The accuracy of training set is lower than testing set

Closed this issue 3 years ago · 3 comments

When I reproduced the original paper with your code, after 50000 steps, the correct rate of the model in yanzhengji1 and test set was greater than 99%, while in training set it was 91%, which was the result after repeated four times. Do you know the reason?

Answer 1 · 2021-09-19T16:20:57.000Z

Hello @mars234. Did you get 99% in the validation set, or in the test set? Or both?

I've noticed something similar in my own training curves, though I've trained only up to 23000 steps as said in the paper. At 23K steps, training accuracy is 93.34% and validation accuracy is 96.15%, which is indeed unusual. Accuracy of the test set, however, is 95.98% -- which is similar to the validation, as it should be.

In fact, my training accuracy is always a bit worse than validation accuracy from the beginning. Here's a log from wandb, where you can see that validation accuracy is higher than training from the start.

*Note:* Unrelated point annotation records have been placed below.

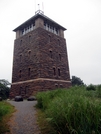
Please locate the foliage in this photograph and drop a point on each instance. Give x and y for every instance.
(5, 111)
(4, 89)
(72, 111)
(76, 81)
(91, 87)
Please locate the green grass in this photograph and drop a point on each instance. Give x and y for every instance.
(72, 111)
(5, 112)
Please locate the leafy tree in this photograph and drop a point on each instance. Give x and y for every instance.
(4, 89)
(76, 81)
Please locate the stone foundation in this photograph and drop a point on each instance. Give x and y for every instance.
(31, 87)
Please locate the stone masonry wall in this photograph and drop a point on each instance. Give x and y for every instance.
(39, 54)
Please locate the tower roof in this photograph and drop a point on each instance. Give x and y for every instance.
(38, 15)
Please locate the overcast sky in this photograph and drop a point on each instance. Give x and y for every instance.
(82, 18)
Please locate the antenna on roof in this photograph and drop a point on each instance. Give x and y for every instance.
(39, 11)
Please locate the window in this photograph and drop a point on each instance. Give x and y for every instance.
(29, 38)
(29, 54)
(20, 90)
(60, 57)
(20, 57)
(58, 42)
(51, 54)
(49, 38)
(20, 74)
(56, 85)
(29, 71)
(54, 71)
(20, 42)
(58, 72)
(26, 90)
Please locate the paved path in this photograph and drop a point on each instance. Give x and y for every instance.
(23, 120)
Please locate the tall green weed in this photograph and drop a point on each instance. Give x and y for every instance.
(72, 111)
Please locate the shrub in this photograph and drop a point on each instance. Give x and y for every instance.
(91, 87)
(5, 111)
(98, 91)
(72, 111)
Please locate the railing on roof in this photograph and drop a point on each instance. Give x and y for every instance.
(39, 12)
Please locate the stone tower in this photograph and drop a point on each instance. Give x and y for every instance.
(40, 61)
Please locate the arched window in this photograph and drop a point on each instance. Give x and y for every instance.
(54, 71)
(29, 54)
(51, 55)
(60, 57)
(58, 42)
(20, 90)
(29, 71)
(20, 74)
(49, 38)
(20, 42)
(29, 38)
(20, 57)
(58, 71)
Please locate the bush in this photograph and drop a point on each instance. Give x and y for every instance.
(4, 91)
(72, 111)
(91, 87)
(5, 111)
(98, 91)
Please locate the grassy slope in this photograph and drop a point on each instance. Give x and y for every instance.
(5, 113)
(75, 111)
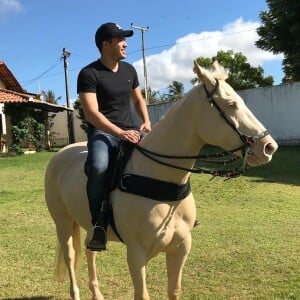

The only possibilities I can currently think of are:

Maybe the Spectral Augmentation, which is applied only during training, somehow makes it a bit harder for the model to make right predictions -- hence training accuracy lags behind validation
There may be some form of data leakage in the actual Google Speech Commands dataset, though I see no easy way to verify this
There may be a bug in my code that I'm missing

Answer 2 · 2021-09-23T12:18:09.000Z

 Thank you very much for your reply. Even if I use the smallest KWT-1, the accuracy in training set and validation set is 99.5%. Because of the limitation of the GPU memory, I set batch to 256 and epoch to 140, so my steps are equal to 58000, which are twice as large as the original paper.
After my research, I think the first possibility you mentioned is relatively large. I try to use the model to predict the original training set without data augmentation, and the results show that the model can still achieve 99% accuracy. This shows that the model can learn the features of the original data well. On the other hand, I check all your code and find no bugs.

Thank you very much for your opening code. I have benefited a lot from it.

Answer 3 · 2021-09-23T17:13:39.000Z

Indeed, it is the first case. I sent an email to Axel Berg, the paper's author, and according to him, training accuracy being lower than validation is normal and expected. It is caused by the aggressive augmentation and weight decay used to prevent the model from overfitting. Transformers easily overfit and typically require strong regularization.

Axel was also kind enough to send me the official training/validation curve for KWT-1 (orange: train, blue: validation), and you can basically observe the same thing here: validation accuracy remains higher than training all the time.